Currently, I am using:
sort -u file1 > file2 to remove duplicates. For a file size of 1giga byte approx. time taken to remove duplicates is 1hr 21 mins.
Is there any other faster way to remove duplicates? Our file sizes could get to 10 to 12 giga bytes size.
The best possible approach will be push all the data in oracle using sqlloader.
Create index on the fly for the key u want unique.
And fire query to get the unique records.
I am not sure if I want to reload all that data again into another table and .....
As I am pulling data from a table using select * from table name into a text file and then doing sort -u file1 > file2.
Although, I could try doing a select distinct columns from the table.... and see if it will take more time than it took my original approach. Is it worth trying? I don't know.
I just don't have the luxury of trying different options at my will as it is a production database unless I know it's worth trying.
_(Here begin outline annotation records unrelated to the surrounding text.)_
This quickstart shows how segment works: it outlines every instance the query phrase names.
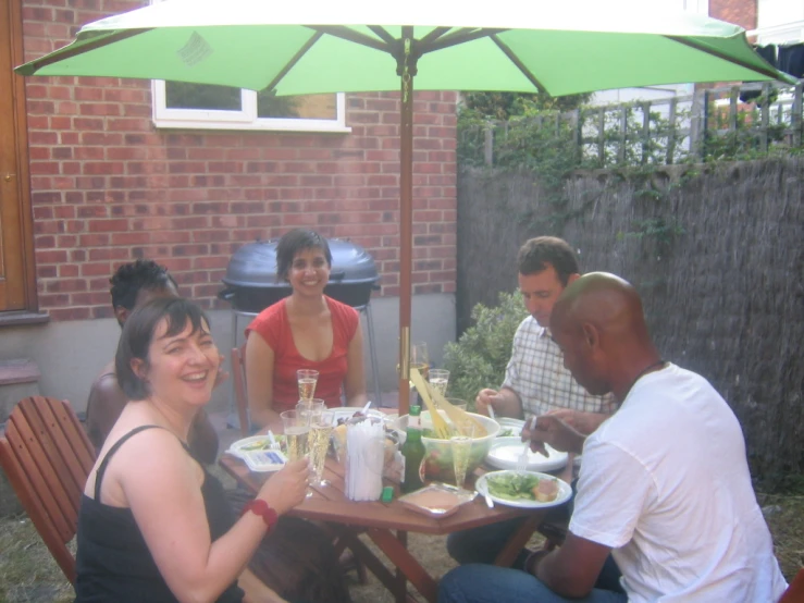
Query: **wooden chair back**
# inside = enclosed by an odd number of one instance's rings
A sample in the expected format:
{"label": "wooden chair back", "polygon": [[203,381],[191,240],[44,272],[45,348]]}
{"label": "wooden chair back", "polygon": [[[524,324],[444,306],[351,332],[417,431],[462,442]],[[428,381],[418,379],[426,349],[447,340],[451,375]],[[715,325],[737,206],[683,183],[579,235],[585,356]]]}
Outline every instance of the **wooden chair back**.
{"label": "wooden chair back", "polygon": [[237,420],[240,423],[240,434],[247,438],[251,433],[251,423],[248,419],[248,395],[246,393],[246,344],[232,348],[232,380],[235,385],[235,404],[237,405]]}
{"label": "wooden chair back", "polygon": [[95,447],[67,401],[32,396],[17,403],[0,438],[0,466],[39,536],[71,583],[75,558],[66,546]]}
{"label": "wooden chair back", "polygon": [[779,603],[804,603],[804,567],[795,575]]}

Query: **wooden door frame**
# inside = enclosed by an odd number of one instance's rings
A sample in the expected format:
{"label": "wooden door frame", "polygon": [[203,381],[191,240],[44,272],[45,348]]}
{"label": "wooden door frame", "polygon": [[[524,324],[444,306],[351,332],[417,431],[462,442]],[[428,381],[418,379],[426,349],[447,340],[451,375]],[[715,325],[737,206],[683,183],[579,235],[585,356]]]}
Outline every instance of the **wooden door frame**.
{"label": "wooden door frame", "polygon": [[[22,0],[10,0],[7,4],[9,17],[9,34],[11,39],[11,60],[13,65],[25,62],[23,50],[23,16]],[[13,96],[14,113],[12,115],[13,127],[16,136],[16,176],[17,176],[17,202],[20,204],[20,236],[22,248],[20,255],[23,262],[23,275],[25,282],[25,310],[35,312],[38,310],[36,293],[36,262],[34,257],[34,221],[30,204],[30,172],[28,163],[28,120],[25,97],[25,81],[21,75],[11,78],[11,94]],[[2,315],[4,312],[0,312]]]}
If it is one table, then u need not worry about joins...else make sure the joins are in such a way that you get maximum throughput instead of least response time
Run the query at such a time when no other big activity is going on in same table, bcos if query will be long...it can give rollback segmetn too old error.
I tried sed '$!N; /^\(.*\)\n\1$/!P; D'
to remove duplicates. It didn't work:
ex:
file test1.txt has the following rows:
123
123
145
123
123
I used the following command to remove duplicates:
sort.sh test1.txt > test2.txt
sort.sh script has your sed command:
#!/bin/ksh
file1=$1
sed '$!N; /^\(.*\)\n\1$/!P; D' < $file1
Do you know for sure this sed command works? Or is there some thing that I am doing wrong. Because, result file test2.txt has the following rows: It didn't remove all the duplicates?